There are two major benefits from using recycled cotton: it reduces the need for virgin material, and it reduces waste that otherwise might have gone to landfill. Recycled cotton can either come from waste and cut-offs created during production or from clothes gathered via garment collecting initiatives. Increasing our use of recycled cotton is the next step towards a more circular approach.

Made from flax fibre, linen is durable, lovely to touch and keeps you cool during warmer seasons. It is also a good alternative from a sustainability point of view because the plant-to-harvest process is only approximately three months, it can grow in poor soil and requires little when it comes to fertilisers, pesticides and water.

Light, breezy and silky smooth against the skin, this material has an array of dreamy features. It is plant-based fibre, made from cotton linter (the fuzz around the cottonseed) that would otherwise have gone to waste. This fibre is also biodegradable and compostable, and will naturally break down after disposal.

This smooth, strong fibre creates a soft silky feel fabric with great lustre, that drapes like a dream and absorbs moisture. Produced from sustainable wood sources, harvested from certified and controlled sources following the stringent guidelines of the Lenzing Wood and Pulp Policy, it is part of a closed-loop production process.

A strong and flexible, mainly beech wood-based fibre that provides an exquisitely soft, breezy, wrinkle-resistant and absorbent material. It is created by the use of renewable energy and by the recovery of process chemicals, and the fibre can fully revert to nature given the right conditions in the right environment.

Flowy, oh-so-soft and incredibly breezy, this viscose fibre is derived from sustainable wood and pulp from certified and controlled sources. It is certified with the internationally recognized EU Ecolabel, meeting high environmental standards throughout its whole life cycle.

Fabrics made with NAIA™ fiber are utterly soft, breathable, quick-drying and cool-keeping that drape beautifully. Made of renewable sources from sustainably managed forests, NAIA™ ensures brilliant colour with a luxurious luster, all produced in a closed-loop process.

Piñatex® is an innovative natural textile made from pineapple leaf fibres. The leaves are byproduct of existing agriculture, turned into a wonderful non-woven material.

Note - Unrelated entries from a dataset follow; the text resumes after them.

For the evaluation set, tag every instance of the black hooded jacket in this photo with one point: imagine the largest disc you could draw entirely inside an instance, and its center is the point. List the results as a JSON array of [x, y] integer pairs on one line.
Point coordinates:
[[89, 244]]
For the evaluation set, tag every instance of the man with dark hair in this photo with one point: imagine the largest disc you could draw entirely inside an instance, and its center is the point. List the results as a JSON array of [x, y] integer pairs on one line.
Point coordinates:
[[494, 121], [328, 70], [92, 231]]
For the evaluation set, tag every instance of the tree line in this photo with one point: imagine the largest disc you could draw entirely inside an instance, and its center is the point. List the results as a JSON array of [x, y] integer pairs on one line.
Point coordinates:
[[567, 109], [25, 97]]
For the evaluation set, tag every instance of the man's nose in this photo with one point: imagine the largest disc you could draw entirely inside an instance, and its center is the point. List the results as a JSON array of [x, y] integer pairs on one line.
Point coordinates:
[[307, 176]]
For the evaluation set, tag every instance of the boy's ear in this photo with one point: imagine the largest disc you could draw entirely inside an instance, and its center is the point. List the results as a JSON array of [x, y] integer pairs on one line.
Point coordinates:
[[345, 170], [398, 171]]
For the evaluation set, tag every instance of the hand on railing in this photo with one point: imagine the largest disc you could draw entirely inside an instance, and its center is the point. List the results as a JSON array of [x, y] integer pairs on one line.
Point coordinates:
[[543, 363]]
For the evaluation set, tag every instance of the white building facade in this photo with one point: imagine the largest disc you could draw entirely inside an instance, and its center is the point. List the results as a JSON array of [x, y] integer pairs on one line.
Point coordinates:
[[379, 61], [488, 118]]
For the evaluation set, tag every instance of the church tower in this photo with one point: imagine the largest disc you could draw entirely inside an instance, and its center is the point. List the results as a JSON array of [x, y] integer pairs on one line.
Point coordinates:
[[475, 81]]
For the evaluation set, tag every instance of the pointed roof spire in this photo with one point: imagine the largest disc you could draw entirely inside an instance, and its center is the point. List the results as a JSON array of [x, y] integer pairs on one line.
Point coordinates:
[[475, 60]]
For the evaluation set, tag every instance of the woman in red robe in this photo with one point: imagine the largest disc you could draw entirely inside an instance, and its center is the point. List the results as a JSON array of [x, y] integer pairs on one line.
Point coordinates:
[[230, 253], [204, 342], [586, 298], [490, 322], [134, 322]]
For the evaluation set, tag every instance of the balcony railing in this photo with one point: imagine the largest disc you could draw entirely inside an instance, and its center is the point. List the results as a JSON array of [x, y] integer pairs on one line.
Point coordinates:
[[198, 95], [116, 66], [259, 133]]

VEGEA™ is an innovative vegan material partly made from the by-products of winemaking.

Discarded grape skins, stalks and seeds are turned into a beautiful alternative to leather.

The “PETA-Approved Vegan” (PAV) is a certification owned and awarded by the animal protection organization PETA.

The following elements are included in the certification: 

• Fibers/materials used in the product
• Dyes, prints, glues (part of the final product)
• Trims

Read more here.

Conventional polyester is one of the most commonly used artificial fibres for clothes and made from crude oil. It’s non-renewable, carbon-intensive and takes over 200 years to decompose. That’s why we’re moving towards recycled polyester and away from conventional, virgin polyester. Recycled polyester is often produced from used PET bottles and other polyester waste, which helps to reduce the amount of plastic waste in landfills. 

Polyamide is another popular oil-based fibre, often used to make underwear and tights, but also outerwear. Polyamide also goes under the trademark name Nylon. Nylon was originally developed in the mid 1930’s as an alternative to silk stockings. 

We get our recycled polyamide from materials like old fishing nets and carpets. We also utilize leftover waste from production - a way of saving natural resources and reducing waste that would end up in landfills.